La calunnia è un venticello…

“Ancora una volta assisto con sdegno ad un meschino tentativo di attacco personale nei miei confronti da parte di esponenti del gruppo consiliare del PdL falconarese. Attacchi che sono iniziati dopo le mie dimissioni da consigliere, come dire “dietro le spalle”, vigliaccamente.Attacchi che denotano tutta la debolezza e l’inconsistenza di un’amministrazione che tenta di celare la propria incapacità a governare dieitro la demonizzazione dell’avversario.

Evidentemente do fastidio. Evidentemente noi di Cittadini in comune diamo fastidio perchè conosciamo la verità e vogliamo che anche la “gente” la conosca.

L’affermazione del consigliere Luongo circa la “stranezza che vedeva un assessore all’urbanistica che contemporaneamente firmava dei progetti edilizi (Città Verde).” è imbecille prima ancora che falsa.

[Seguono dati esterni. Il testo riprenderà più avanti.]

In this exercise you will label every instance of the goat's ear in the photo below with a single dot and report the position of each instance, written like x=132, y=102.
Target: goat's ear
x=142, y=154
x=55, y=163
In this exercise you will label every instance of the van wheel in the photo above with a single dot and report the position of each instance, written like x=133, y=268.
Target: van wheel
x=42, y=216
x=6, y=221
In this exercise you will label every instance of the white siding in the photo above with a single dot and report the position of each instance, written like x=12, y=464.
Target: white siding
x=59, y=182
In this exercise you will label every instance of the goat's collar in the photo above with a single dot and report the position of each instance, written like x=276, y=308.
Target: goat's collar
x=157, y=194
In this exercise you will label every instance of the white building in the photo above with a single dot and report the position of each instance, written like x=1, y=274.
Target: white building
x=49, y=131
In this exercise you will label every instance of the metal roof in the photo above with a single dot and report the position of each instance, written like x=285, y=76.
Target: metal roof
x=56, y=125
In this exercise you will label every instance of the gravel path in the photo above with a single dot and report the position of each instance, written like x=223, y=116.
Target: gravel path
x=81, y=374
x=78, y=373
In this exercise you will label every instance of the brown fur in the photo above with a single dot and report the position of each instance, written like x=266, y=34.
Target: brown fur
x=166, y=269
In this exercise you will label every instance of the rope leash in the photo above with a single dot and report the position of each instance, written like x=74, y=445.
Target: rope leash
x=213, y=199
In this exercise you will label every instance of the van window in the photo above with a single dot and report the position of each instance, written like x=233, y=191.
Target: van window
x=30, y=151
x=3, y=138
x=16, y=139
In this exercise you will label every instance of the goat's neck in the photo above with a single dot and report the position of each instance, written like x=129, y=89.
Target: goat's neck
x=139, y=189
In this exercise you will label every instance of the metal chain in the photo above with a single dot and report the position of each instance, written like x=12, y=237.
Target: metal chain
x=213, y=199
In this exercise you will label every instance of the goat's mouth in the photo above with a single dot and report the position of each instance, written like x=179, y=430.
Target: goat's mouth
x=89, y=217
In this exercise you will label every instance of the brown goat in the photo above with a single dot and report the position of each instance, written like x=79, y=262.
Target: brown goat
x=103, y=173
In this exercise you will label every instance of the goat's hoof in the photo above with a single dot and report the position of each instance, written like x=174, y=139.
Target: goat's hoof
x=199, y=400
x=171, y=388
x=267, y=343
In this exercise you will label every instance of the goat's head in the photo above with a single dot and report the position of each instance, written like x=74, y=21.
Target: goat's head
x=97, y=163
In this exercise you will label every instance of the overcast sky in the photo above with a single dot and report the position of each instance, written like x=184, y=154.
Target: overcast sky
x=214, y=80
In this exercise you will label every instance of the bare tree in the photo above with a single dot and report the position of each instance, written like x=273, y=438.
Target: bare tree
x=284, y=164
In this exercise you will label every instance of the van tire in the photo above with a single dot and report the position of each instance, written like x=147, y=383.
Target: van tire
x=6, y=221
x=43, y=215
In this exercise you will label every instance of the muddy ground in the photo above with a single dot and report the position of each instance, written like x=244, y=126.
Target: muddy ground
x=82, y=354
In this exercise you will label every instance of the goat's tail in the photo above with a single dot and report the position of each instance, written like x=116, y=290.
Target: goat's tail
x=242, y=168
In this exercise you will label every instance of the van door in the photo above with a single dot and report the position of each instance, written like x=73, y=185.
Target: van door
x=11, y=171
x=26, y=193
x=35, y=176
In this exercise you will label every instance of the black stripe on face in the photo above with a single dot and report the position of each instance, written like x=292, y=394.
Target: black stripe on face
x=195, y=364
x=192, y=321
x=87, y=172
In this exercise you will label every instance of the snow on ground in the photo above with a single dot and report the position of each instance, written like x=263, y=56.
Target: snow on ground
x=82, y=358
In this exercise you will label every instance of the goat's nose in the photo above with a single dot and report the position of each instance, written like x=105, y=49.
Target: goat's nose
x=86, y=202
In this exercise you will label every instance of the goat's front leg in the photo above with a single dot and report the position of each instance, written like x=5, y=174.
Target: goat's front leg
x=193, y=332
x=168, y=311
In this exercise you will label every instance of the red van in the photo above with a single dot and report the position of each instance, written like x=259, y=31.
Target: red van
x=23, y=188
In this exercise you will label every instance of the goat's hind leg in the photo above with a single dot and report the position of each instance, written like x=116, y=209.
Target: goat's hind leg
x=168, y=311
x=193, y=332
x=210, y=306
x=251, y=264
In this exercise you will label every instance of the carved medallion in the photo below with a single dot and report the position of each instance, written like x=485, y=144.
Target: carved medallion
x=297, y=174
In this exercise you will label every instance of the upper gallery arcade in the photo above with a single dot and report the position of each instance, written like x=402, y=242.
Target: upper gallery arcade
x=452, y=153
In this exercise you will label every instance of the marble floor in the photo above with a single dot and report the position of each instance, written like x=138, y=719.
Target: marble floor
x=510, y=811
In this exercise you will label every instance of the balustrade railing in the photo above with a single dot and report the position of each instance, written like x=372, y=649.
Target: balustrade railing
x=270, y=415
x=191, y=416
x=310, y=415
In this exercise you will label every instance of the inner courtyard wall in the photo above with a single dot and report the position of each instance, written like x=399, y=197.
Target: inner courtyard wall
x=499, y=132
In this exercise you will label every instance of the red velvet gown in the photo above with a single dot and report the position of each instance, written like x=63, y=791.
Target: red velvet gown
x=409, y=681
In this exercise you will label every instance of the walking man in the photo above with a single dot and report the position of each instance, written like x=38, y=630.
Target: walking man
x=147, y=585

Sappia il presidente della seconda commissione che per questa affermazione potrei querelarlo, ma preferisco, se possibile, tentare di fargli capire la gravità della sua affermazione, tentare di educare là dove si manifesta una sua maleducazione.

Sappia il presidente della seconda commissione che non esiste legge, per ovvi motivi di rispetto degli impegni assunti, che impedisca ad un professionista di mantenere in essere i rapporti di lavoro iniziati prima dell’assunzione di un incarico politico-amministrativo. Continua a leggere…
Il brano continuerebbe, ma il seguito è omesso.